164 P. 1052 | Utah | 1917
This action involves precisely the same questions of law that are involved in the two actions South High School District of Summit County v. McMillan P. & S. Co., 49 Utah 477 164 Pac. 1041, and Joseph Nelson Supply Co. v. Leary et al., 49 Utah 493, 164 Pac. 1047, just decided. In this case the same Wright-Osborn Company named in those cases, hereinafter called contractor, entered into a contract with the Tintie high school district of Juab County, hereinafter styled school district, to construct a high school building for said school district. The plaintiffs, George A. Lowe & Co., Morrison, Merrill & Co., Illinois Engineering Company, Joseph Nelson Supply Company, and Improved Brick Company, sold and delivered material to said contractor which was used in the construction of said high school building.
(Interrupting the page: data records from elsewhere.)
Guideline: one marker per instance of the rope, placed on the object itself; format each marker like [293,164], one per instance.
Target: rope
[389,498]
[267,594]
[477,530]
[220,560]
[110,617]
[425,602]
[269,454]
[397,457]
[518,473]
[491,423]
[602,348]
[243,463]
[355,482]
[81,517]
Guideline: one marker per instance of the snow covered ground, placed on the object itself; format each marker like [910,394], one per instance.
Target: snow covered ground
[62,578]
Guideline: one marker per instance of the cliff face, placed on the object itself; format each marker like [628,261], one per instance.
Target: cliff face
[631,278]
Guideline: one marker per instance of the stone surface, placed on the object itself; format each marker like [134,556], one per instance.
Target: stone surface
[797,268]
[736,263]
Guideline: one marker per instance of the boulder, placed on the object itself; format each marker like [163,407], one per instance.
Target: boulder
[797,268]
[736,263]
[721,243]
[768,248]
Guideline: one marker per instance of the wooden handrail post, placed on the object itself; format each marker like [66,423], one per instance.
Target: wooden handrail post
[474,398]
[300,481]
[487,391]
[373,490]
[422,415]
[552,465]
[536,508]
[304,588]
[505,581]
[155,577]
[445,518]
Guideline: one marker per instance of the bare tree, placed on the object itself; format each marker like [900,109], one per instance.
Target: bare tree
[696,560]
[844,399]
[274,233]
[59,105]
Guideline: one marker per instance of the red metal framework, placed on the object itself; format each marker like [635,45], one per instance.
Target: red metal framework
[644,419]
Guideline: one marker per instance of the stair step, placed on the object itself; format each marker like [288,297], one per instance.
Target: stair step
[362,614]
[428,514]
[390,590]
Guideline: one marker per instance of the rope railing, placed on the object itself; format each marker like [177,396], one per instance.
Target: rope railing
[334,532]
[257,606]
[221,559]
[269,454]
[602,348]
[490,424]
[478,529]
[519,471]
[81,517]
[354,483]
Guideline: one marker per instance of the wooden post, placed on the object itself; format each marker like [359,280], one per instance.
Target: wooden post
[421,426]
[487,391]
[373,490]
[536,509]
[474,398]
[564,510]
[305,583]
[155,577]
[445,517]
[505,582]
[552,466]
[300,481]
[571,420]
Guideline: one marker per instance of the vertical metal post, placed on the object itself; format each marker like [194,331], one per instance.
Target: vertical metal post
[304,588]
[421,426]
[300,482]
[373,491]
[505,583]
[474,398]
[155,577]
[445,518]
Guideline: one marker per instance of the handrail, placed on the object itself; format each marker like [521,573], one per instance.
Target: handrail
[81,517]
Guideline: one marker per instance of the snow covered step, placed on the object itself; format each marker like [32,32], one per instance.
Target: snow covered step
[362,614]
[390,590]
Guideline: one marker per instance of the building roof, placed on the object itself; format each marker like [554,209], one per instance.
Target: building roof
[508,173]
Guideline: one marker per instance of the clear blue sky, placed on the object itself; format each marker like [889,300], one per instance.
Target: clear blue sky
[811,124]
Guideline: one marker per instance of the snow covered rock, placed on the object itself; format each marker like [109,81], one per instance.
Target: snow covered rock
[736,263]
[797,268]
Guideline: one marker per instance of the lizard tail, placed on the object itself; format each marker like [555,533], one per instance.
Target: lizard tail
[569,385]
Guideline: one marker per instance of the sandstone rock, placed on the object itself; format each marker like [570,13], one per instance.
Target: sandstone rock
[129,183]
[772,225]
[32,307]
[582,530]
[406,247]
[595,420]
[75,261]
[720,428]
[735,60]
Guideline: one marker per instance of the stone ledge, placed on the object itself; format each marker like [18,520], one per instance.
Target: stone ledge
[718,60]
The contractor failed to pay for said material in the amounts hereinafter stated, and the five plaintiffs commenced actions
The District Court found that there was due for material furnished as aforesaid to George A. Lowe & Co. the sum of $977.60; to Morrison, Merrill & Co. the sum of $3,801.74; to the Illinois Engineering Company the sum of $575; to Improved Brick Company the sum of $822.84; and to Joseph Nelson Supply Company the sum of $2,417.21 — making a total due to the five plaintiffs of $8,594.39, or $1,594.39 in excess of the amount due the contractor on its contract. The court, after finding the facts, which, barring parties and dates, are practically the same as those stated in the preceding cases, made conclusions of law which, in effect, are like those in Joseph Nelson Supply Co. v. Leary et al., supra, and entered judgment awarding the whole of said $7,000 to the trustee in bankruptcy to be administered by him under the directions of the bankruptcy court for the benefit of all of the creditors of said bankrupt.
The five plaintiffs aforesaid appeal from the judgment and insist that the conclusions of law and judgment are erroneous for the same reasons urged in the Nelson case.